Glossary of Terms

Below please find more additional information about lysosomal storage disorders (LSDs).

Alpha-mannosidosis – Alpha-mannosidosis is a lysosomal storage disorder that is characterized by intellectual disability, hearing loss, ataxia, skeletal abnormalities, and coarse facial features.

Blood-brain barrier – The blood-brain barrier is a network of blood vessels and tissue that is made up of closely spaced cells and helps keep harmful substances from reaching the brain. The blood-brain barrier lets some substances, such as water, oxygen, carbon dioxide, and general anesthetics, pass into the brain. It also keeps out bacteria and other substances, such as many anticancer drugs.

Enzyme replacement therapy (ERT) – An ERT is a medical treatment whereby enzymes are given to individuals who suffer from chronic conditions resulting from enzyme deficiencies or malfunctioning of the enzymes. The most common conditions treated by ERTs are lysosomal storage diseases (LSDs).

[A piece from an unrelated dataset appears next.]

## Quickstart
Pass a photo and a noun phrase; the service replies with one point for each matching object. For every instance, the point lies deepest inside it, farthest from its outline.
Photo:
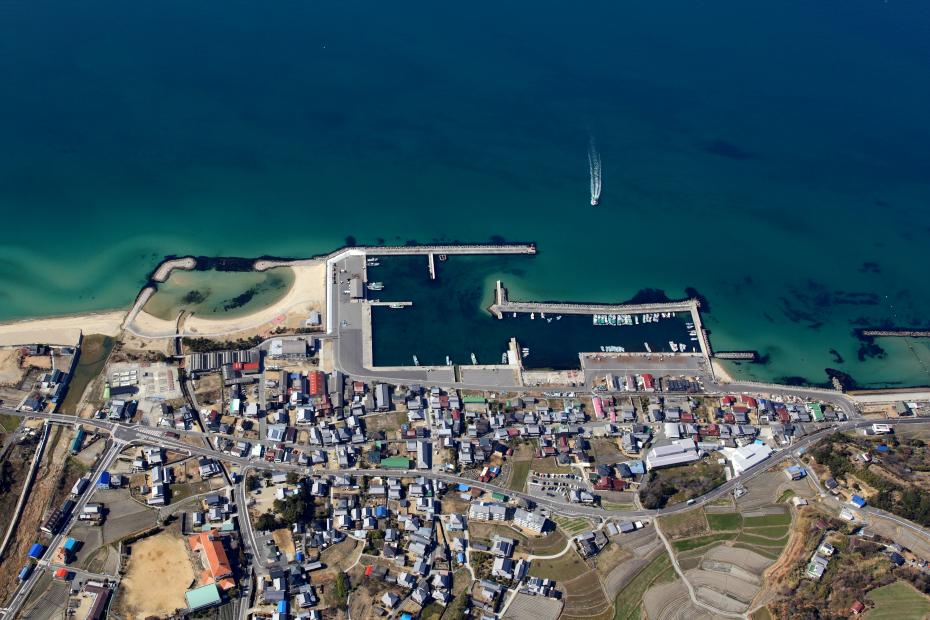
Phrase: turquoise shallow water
(771, 155)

Fabry Disease – Fabry disease is a rare, inherited (genetic) disorder resulting from buildup of globotriaosylceramide (GL-3) in cells throughout the body. Fabry disease affects less that one in 5,000 live births.

Gaucher disease – Gaucher disease is a rare, autosomal recessive, inherited disorder in which toxic levels of the fatty substance (lipid) glucocerebroside accumulate in cells. Gaucher affects one in 50,000 live births.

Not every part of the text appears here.